Dzisiejszy dzień był bardzo pozytywny dla europejskich inwestorów. Wzrosła wartość wszystkich parkietów giełdowych za wyjątkiem głównego wskaźnika giełdy słowackiej, który zanotował ponad 2-procentową przecenę. Choć był to wyjątek, to parkiety naszego regionu zanotowały najsłabsze wzrosty. Mocno w tyle znalazły się bowiem indeksy Czech, Polski, Łotwy, Estonii czy Węgier.
W czołówce znalazły się za to parkiety Zachodniej Europy. Wśród nich najlepszym wynikiem pochwalić mogą się Francuzi, następnie Niemcy, Hiszpanie i Włosi. Co ciekawe jednak, wzrosty CAC40 nie przekroczyły 1 procenta, toteż ostatecznie choć sesja była pozytywna, bardziej pasuje określenie spokojna.
O ile europejskie parkiety mieniły się na zielono, to nie oznacza to, że sytuacja jest pozytywna. Najważniejszy indeks strefy euro, a zarazem całej Europy, niemiecki DAX, wciąż znajduje się w szerokiej konsolidacji, która zapoczątkowana została w pierwszych dniach sierpnia, a więc trwa już niemal dwa miesiące. Z jej obramowań nie pozwala się inwestorom wybić z jednej strony słaba kondycja europejskiej gospodarki, a z drugiej brak informacji o ewentualnym zwiększeniu skali luzowania ilościowego w Europie. Choć nie zdaje ono egzaminu (nie odpowiada w końcu na faktyczne potrzeby gospodarki), rynki domagają się kroplówki w postaci kolejnego zastrzyku kapitału ze strony Europejskiego Banku Centralnego. Na to zaś, jeśli w ogóle nastąpi, przyjdzie poczekać inwestorom co najmniej do grudnia, jako że właśnie na grudniowym posiedzeniu członkowie EBC poznają najświeższe prognozy swoich analityków i będą mogli podjąć skuteczną decyzję.
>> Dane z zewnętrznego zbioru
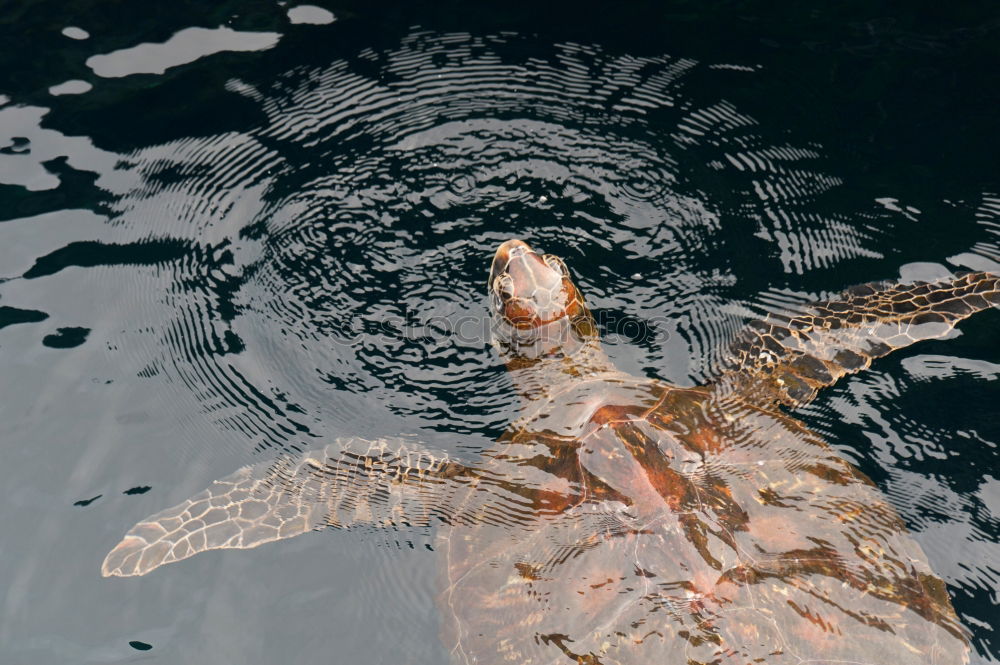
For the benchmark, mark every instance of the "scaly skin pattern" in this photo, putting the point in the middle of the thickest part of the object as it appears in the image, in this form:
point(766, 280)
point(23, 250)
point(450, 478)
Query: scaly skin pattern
point(621, 520)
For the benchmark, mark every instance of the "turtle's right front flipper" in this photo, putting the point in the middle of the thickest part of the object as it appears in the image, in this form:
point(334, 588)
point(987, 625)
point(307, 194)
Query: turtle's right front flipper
point(349, 482)
point(788, 357)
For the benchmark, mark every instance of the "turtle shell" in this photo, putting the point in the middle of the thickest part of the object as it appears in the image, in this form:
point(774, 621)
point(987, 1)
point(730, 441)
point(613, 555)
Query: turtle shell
point(696, 529)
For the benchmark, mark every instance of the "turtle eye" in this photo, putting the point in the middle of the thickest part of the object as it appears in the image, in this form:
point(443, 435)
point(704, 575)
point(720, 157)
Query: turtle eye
point(504, 287)
point(554, 262)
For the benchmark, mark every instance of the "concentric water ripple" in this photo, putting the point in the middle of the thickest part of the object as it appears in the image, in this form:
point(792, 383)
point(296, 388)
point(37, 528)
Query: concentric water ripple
point(338, 253)
point(322, 273)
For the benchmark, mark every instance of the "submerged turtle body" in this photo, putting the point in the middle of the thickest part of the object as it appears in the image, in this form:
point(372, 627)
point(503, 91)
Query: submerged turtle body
point(625, 521)
point(709, 532)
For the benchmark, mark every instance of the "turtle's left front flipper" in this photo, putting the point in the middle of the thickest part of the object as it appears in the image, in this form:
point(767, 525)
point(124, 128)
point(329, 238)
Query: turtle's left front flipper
point(354, 481)
point(788, 358)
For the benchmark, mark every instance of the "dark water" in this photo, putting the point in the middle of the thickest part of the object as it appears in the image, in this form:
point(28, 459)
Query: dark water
point(207, 260)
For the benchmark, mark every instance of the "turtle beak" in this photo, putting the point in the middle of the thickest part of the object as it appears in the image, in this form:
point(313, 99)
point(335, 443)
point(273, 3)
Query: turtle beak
point(505, 252)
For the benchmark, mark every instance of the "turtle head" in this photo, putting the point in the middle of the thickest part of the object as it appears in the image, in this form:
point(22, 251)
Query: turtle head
point(536, 308)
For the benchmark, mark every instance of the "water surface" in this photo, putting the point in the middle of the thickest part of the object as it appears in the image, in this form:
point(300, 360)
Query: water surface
point(233, 232)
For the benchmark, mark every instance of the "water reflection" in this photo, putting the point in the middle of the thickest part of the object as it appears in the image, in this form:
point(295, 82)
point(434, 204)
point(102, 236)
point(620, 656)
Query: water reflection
point(249, 274)
point(621, 518)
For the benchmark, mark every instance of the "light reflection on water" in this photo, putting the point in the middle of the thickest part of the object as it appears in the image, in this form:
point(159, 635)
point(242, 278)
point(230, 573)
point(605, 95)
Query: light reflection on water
point(246, 278)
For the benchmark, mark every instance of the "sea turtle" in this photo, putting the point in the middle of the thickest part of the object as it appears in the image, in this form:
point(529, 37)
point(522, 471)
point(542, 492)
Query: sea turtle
point(624, 520)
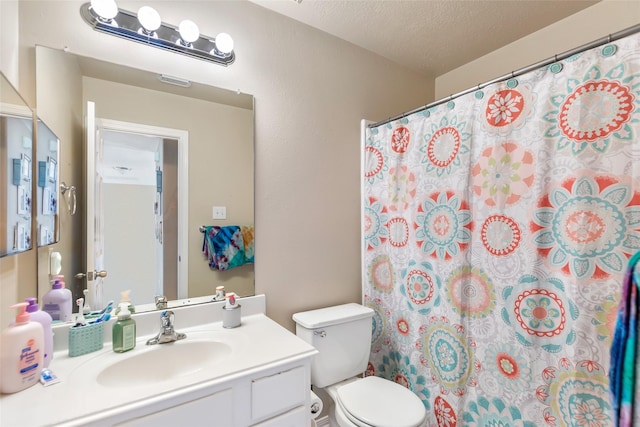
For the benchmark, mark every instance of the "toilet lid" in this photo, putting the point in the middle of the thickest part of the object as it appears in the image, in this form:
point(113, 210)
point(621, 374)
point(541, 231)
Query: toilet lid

Inaczej sytuacja prezentuje się w Warszawie. WIG20 szoruje po dnie a wczoraj zaliczył zjazd niemal do poziomu 1700 pkt. Polski indeks ma silnego przeciwnika, który nie tylko ogranicza do wzrostów, ale i wywołuje silne spadki. Chodzi naturalnie o rząd, który z jednej strony robi wszystko, by odstraszyć zagraniczny kapitał, a z drugiej z całych sił stara się wydoić z państwowych (i nie tylko) spółek tyle pieniędzy ile się tylko da. W takich warunkach trudno mówić o powrocie hossy, dlatego też nie można się doszukiwać oznak ewentualnych wzrostów. Dopóki nie zmieni się krajobraz polityczny, o hossę na GPW będzie bardzo trudno.